At the very end of Arizona Senate Bill 1070, which governor Jan Brewer signed into law on April 23, there is a hopeful suggestion: “This act may be cited as the ‘Support Our Law Enforcement and Safe Neighborhoods Act.’”
Despite its proposed title, the law has the potential to hamper police work and make communities less safe. It requires police to verify the immigration status of the people they encounter when there is a “reasonable suspicion” that a person might be in the country illegally. Critics have objected to the unreasonably broad circumstances under which a person may be questioned by police, and noted that the law seems to invite harassment of Latinos. Supporters of the law have insisted that these complaints are baseless, even as they scrambled to draw up a follow-on bill that would amend some of the original legislation’s most egregious lapses.
In truth, the controversial law is not an honest effort to deal with Arizona’s immigration-related woes; it is a short-sighted attempt to curry political favor by preying on the fears and anxieties of voters. Arizonans have plenty to be anxious about, but indulging in a crude nativism won’t stop the flow of undocumented immigrants or prevent violent crime along the border.
No one knows exactly what the new law’s effect will be, but its most lasting legacy could be the renewed pressure it has brought on Washington to move ahead with immigration reform—a project both parties theoretically support but are reluctant to pursue. When President George W. Bush attempted it in 2006, he was opposed by his own party. President Barack Obama has said immigration reform is a major priority of his administration, but he now seems inclined to put it off until after the midterm elections. While the president focuses on foreign policy, the oil spill in the Gulf, and his next appointment to the Supreme Court, immigration is competing with financial reform and climate change for attention from legislators. Bipartisan cooperation is crucial for immigration reform, but difficult to count on in an election year.

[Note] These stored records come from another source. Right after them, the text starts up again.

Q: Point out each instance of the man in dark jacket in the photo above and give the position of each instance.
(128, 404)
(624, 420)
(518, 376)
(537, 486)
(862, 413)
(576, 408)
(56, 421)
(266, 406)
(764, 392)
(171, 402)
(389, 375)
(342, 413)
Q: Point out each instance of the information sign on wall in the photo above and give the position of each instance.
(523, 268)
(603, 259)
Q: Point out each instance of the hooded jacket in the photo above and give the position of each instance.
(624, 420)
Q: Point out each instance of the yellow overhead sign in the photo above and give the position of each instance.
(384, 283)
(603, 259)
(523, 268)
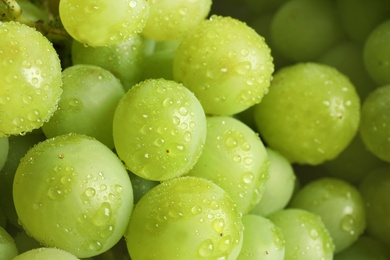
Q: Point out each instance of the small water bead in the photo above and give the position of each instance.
(206, 249)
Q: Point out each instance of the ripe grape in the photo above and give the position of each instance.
(226, 64)
(30, 79)
(104, 22)
(310, 114)
(45, 253)
(262, 239)
(234, 158)
(159, 129)
(282, 179)
(72, 192)
(375, 122)
(174, 19)
(89, 99)
(340, 206)
(185, 218)
(306, 236)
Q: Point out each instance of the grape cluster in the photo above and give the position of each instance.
(182, 129)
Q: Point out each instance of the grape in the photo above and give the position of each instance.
(310, 114)
(365, 248)
(104, 22)
(306, 236)
(89, 99)
(174, 19)
(185, 218)
(45, 253)
(30, 76)
(226, 64)
(241, 167)
(375, 123)
(360, 17)
(262, 239)
(159, 129)
(8, 248)
(302, 30)
(339, 205)
(73, 193)
(123, 59)
(375, 190)
(281, 179)
(4, 147)
(376, 54)
(347, 57)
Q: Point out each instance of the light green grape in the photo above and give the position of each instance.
(375, 123)
(365, 248)
(103, 22)
(159, 129)
(174, 19)
(226, 64)
(123, 59)
(376, 54)
(46, 253)
(375, 190)
(88, 102)
(8, 248)
(302, 30)
(340, 206)
(262, 239)
(280, 186)
(310, 114)
(347, 57)
(306, 236)
(185, 218)
(30, 79)
(73, 193)
(235, 159)
(4, 147)
(360, 17)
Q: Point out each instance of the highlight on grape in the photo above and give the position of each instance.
(194, 129)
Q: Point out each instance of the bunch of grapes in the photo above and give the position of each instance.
(182, 129)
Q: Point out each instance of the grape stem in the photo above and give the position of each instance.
(10, 10)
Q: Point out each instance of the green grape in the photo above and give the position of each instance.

In the absence of Republican support, several Democrats have moved ahead with their own “conceptual proposal” for reform. The plan put forth by Senators Harry Reid (D-Nev.), Charles Schumer (D-N.Y.), and Robert Menendez (D-N.J.) seems crafted to appeal to conservatives with its heavy emphasis on border security. But it wisely acknowledges that border control alone can’t address the economic and humanitarian aspects of immigration.

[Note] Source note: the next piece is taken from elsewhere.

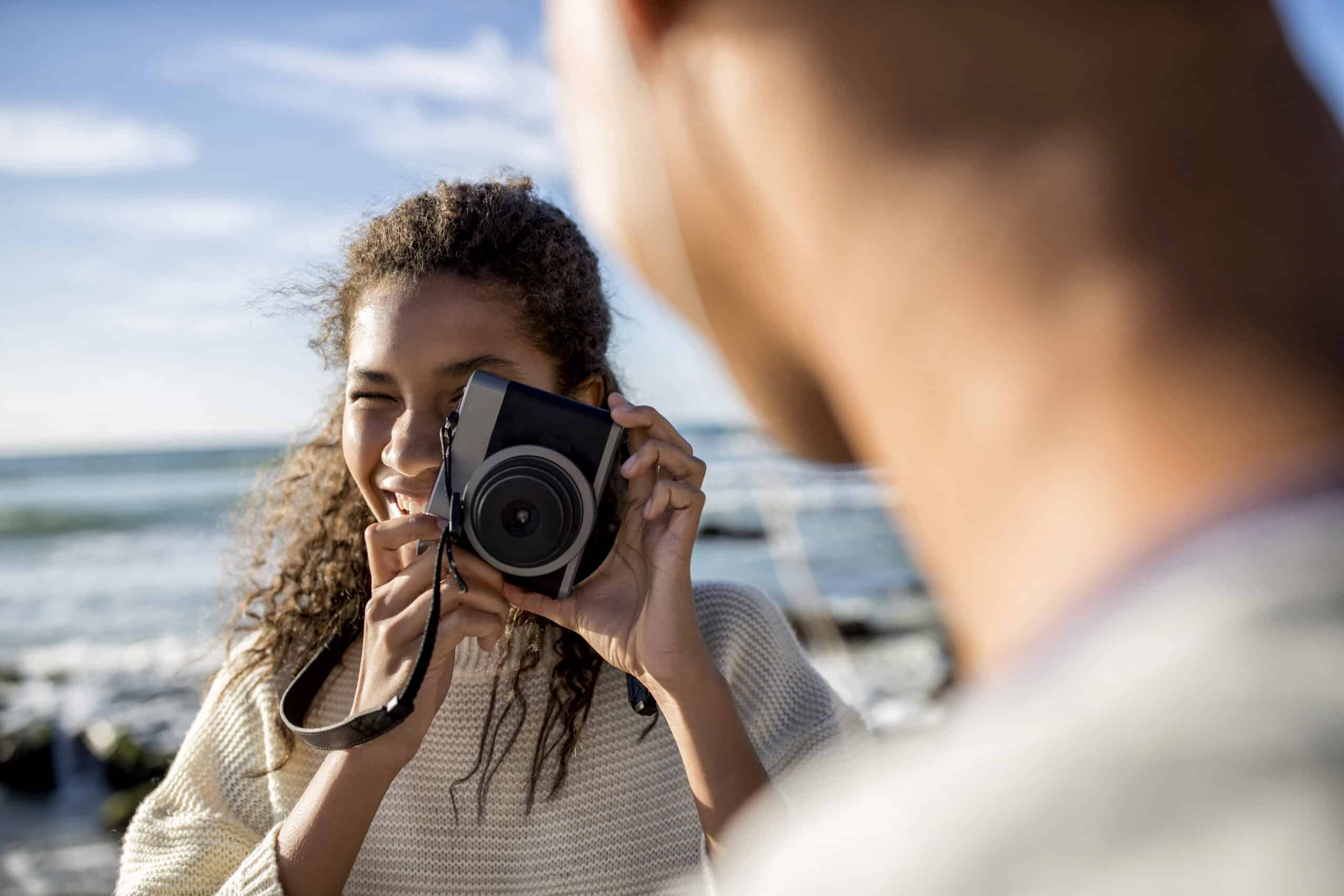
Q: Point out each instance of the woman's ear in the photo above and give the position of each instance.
(591, 392)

No immigration reform can succeed without confronting the underlying economic reality—the desperation of migrants looking for work (especially agricultural workers in Mexico, who have borne the brunt of NAFTA) and the industries in the United States that depend on their labor. Past efforts to stop illegal immigration have done too little to discourage U.S. employers from hiring undocumented workers. Recognizing that “jobs are what draw illegal immigrants to the United States,” the Democrats’ proposal recommends stricter penalties for those who employ illegal immigrants, and calls for the creation of “a new fraud-proof social security card” to make it easier to verify workers’ status. It also lays out a path to legal residency, involving strict guidelines and penalties, for some of the estimated 12 million undocumented immigrants already in the country. Such a program would be difficult to administer, and must be carefully structured to avoid creating an enticement for even more unauthorized border crossings. It would also be politically risky, since anything short of deportation is liable to be denounced as “amnesty.” But extending legal status to families that live and work in this country is both morally imperative and fiscally wise.
The Reid-Schumer-Menendez proposal also takes up the DREAM Act, legislation introduced in Congress last year (and several times before) to benefit young people who were brought into the country illegally as children. The DREAM Act creates a path to citizenship for high-school graduates who attend college or serve in the military for two years. It has broad bipartisan support and should be passed, if not as a component of broader reform then on its own.
Demonizing “illegals” is politically tempting, especially in a recession, when unemployment and resentment are running high. But laws like Arizona’s won’t make the country safer. And the problems of illegal immigration won’t go away without comprehensive reform at the federal level. The people who stand to benefit most directly can’t vote, of course, but all Americans will profit from a healthier economy and secure borders. Serious immigration reform is in everyone’s interest.